- Reginald Purdell, Belle Chrystall and Fred Conyngham in the film
- Directed by: Norman Walker
- Written by: John B. Wilson (novel); Basil Mason;
- Produced by: Anthony Havelock-Allan
- Starring: Belle Chrystall; Fred Conyngham; Reginald Purdell; Olive Sloane;
- Production company: British & Dominions Film Corporation
- Distributed by: Paramount British Pictures
- Release date: March 1935;
- Running time: 68 minutes
- Country: United Kingdom
- Language: English

= Key to Harmony =

Key to Harmony is a 1935 British drama film directed by Norman Walker and starring Belle Chrystall, Fred Conyngham and Reginald Purdell. It was written by Basil Mason based on the novel Suburban Retreat by John B. Wilson. The film was a quota quickie made at British and Dominions Elstree Studios for release by Paramount Pictures. Art direction was by Hylton R. Oxley.

== Preservation status ==
The British Film Institute National Archive holds a collection of ephemera and stills but no film or video materials.

==Plot summary==
A woman's love life is threatened by her career success.

==Cast==
- Belle Chrystall as Mary Meynell
- Fred Conyngham as Victor Barnett
- Reginald Purdell as Tom Kirkwood
- Olive Sloane as Nonia Sande
- Ernest Butcher as Mr. Meynell
- Muriel George as Mrs. Meynell
- D. A. Clarke-Smith as Rupert Golder
- Cyril Smith as Fred
- Joan Harben
- Jack Knight

== Reception ==
The Daily Film Renter wrote: "Slender plot meanders along to tune of pseudo witty dialogue, while climax, in which hero recovers from infatuation for 'other woman' and attack of swollen head, is cut to conventional pattern. Production values quite good, but subject matter hardly strong enough. Reginald Purdell gives amusing portrayal as cynical architect. Quota support for not too exacting."

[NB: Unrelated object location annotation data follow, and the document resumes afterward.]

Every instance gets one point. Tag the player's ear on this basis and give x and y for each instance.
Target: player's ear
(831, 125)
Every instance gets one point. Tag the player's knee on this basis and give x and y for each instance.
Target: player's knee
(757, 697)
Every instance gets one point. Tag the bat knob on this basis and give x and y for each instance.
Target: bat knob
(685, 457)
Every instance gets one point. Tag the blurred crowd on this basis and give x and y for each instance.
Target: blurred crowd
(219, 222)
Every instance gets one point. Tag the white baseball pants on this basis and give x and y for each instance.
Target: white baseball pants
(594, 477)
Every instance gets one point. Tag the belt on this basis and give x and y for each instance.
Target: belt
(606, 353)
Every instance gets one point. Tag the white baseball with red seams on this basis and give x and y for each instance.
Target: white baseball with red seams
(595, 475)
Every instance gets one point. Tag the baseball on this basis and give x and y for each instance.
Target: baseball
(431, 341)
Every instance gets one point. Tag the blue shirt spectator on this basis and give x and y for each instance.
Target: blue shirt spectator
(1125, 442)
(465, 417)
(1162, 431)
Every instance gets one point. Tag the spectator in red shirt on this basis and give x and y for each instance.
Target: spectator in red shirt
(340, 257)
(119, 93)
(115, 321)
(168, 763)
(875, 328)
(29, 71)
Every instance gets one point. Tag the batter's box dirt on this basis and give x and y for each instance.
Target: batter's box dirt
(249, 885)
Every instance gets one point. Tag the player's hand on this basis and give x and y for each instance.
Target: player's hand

Picture Show wrote: "Fred Conyngham gives a convincing performance ... Fair entertainment."

Picturegoer wrote: "Extremely poor story on Seventh Heaven lines, with childish dialogue and deficient in both acting and production qualities. The artistes concerned are so handicapped by the inanity of the characters and the flimsiness of the material that it would be unfair to criticise their performances."